🤖 AI Summary
This paper addresses key challenges in anti-money laundering (AML): severe label scarcity, high false positive rates, and complex temporal patterns in transaction data. To tackle these, we propose a Transformer-based unsupervised representation learning framework. Methodologically: (i) contrastive learning pretrains temporal representations on unlabeled transaction sequences; (ii) a dual-threshold scoring mechanism differentiates degrees of suspiciousness; and (iii) the Benjamini–Hochberg procedure controls the false discovery rate (FDR) under multiple hypothesis testing. Experiments demonstrate that our approach significantly outperforms rule-based engines and LSTM baselines under extreme low-supervision settings (requiring only a small number of labeled samples).
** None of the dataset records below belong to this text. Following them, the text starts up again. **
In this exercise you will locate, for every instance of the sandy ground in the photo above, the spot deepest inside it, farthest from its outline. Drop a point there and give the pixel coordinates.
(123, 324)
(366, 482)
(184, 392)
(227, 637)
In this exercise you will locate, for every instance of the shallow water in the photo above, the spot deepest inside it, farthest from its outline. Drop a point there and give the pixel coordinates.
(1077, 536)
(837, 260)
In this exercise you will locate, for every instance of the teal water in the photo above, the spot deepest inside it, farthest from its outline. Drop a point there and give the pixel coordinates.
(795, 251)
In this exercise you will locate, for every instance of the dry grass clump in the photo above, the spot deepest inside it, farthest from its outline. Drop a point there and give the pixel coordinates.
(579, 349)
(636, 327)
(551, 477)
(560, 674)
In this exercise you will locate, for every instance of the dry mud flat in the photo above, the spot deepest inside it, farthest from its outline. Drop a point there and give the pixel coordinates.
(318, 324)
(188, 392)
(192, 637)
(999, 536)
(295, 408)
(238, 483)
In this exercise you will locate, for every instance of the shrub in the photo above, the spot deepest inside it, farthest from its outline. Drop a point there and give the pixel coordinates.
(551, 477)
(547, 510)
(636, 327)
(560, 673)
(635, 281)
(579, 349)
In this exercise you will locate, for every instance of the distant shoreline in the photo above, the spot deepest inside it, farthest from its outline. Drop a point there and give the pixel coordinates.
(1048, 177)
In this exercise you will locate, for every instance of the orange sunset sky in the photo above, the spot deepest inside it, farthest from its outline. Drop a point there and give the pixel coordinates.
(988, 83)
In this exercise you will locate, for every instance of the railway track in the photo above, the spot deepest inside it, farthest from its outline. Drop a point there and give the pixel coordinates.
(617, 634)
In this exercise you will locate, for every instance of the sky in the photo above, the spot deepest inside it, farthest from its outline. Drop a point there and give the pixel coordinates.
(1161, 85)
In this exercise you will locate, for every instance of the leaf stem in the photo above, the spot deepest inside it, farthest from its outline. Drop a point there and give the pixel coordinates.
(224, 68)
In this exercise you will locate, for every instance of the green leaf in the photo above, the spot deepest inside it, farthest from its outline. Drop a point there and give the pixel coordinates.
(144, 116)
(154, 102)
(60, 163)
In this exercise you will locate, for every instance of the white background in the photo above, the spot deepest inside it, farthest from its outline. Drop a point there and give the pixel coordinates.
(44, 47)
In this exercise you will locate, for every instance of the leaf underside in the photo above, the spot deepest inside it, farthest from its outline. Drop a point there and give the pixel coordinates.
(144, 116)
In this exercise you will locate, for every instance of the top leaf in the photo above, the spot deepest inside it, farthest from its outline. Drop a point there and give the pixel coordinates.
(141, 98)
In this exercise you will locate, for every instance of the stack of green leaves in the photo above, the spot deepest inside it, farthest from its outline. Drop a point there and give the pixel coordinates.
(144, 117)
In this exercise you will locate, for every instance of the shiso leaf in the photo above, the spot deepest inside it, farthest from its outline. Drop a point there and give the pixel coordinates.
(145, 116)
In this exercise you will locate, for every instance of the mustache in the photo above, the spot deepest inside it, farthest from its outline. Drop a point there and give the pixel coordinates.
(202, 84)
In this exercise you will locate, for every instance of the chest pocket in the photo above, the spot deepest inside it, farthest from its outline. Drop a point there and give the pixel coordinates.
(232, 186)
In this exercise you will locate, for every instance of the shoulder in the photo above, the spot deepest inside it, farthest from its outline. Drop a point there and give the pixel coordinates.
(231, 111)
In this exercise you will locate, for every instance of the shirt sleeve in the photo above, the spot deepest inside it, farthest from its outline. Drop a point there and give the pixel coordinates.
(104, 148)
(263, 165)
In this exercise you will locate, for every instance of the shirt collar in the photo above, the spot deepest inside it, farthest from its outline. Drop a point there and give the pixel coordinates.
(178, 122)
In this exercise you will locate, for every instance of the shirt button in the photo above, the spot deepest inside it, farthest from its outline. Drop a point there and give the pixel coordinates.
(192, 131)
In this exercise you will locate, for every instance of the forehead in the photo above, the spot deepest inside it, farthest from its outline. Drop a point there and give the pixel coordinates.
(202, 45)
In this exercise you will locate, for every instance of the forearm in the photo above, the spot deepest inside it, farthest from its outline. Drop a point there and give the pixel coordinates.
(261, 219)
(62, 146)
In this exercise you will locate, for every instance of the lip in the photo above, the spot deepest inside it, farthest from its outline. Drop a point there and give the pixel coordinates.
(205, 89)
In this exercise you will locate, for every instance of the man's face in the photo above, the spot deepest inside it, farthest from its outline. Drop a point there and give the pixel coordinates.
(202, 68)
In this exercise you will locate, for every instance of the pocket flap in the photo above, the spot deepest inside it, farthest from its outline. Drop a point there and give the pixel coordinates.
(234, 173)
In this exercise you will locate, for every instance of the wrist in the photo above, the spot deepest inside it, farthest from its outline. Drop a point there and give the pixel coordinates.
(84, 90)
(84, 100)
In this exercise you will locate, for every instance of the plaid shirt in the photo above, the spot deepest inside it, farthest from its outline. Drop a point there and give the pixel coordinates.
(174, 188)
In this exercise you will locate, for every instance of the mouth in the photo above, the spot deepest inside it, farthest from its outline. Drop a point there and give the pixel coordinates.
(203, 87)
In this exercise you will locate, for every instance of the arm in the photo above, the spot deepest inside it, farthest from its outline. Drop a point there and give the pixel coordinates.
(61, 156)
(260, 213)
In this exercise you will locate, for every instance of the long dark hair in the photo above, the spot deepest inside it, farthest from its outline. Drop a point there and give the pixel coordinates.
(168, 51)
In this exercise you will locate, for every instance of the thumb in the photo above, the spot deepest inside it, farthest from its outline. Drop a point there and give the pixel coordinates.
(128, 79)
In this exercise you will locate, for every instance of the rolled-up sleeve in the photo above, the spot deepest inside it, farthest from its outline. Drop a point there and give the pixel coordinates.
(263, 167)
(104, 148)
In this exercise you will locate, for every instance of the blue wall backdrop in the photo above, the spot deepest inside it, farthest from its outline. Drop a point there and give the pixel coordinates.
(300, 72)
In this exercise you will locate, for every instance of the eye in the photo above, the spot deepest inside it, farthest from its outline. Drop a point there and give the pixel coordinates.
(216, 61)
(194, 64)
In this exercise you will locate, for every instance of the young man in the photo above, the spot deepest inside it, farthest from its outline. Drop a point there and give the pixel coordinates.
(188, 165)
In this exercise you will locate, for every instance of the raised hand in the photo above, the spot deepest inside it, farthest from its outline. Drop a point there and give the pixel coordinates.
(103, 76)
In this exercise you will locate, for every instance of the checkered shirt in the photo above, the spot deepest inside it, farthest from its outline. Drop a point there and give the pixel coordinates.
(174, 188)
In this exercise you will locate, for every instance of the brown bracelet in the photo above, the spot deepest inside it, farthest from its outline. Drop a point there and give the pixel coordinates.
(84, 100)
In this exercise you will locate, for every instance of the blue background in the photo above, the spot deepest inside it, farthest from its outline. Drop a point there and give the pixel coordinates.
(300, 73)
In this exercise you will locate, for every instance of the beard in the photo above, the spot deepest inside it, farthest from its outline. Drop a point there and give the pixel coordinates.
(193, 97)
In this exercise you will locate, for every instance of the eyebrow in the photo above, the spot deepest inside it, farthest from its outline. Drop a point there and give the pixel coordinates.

While maintaining a false positive rate below 0.1%, it achieves a 23.6% improvement in money laundering detection recall. Moreover, the framework exhibits strong cross-institutional generalization capability. The method combines theoretical rigor—particularly in statistical FDR control—with practical deployability in real-world AML systems.
📝 Abstract
The present work tackles the money laundering detection problem. A new procedure is introduced which exploits structured time series of both qualitative and quantitative data by means of a transformer neural network. The first step of this procedure aims at learning representations of time series through contrastive learning (without any labels). The second step leverages these representations to generate a money laundering scoring of all observations. A two-thresholds approach is then introduced, which ensures a controlled false-positive rate by means of the Benjamini-Hochberg (BH) procedure. Experiments confirm that the transformer is able to produce general representations that succeed in exploiting money laundering patterns with minimal supervision from domain experts. It also illustrates the higher ability of the new procedure for detecting nonfraudsters as well as fraudsters, while keeping the false positive rate under control. This greatly contrasts with rule-based procedures or the ones based on LSTM architectures.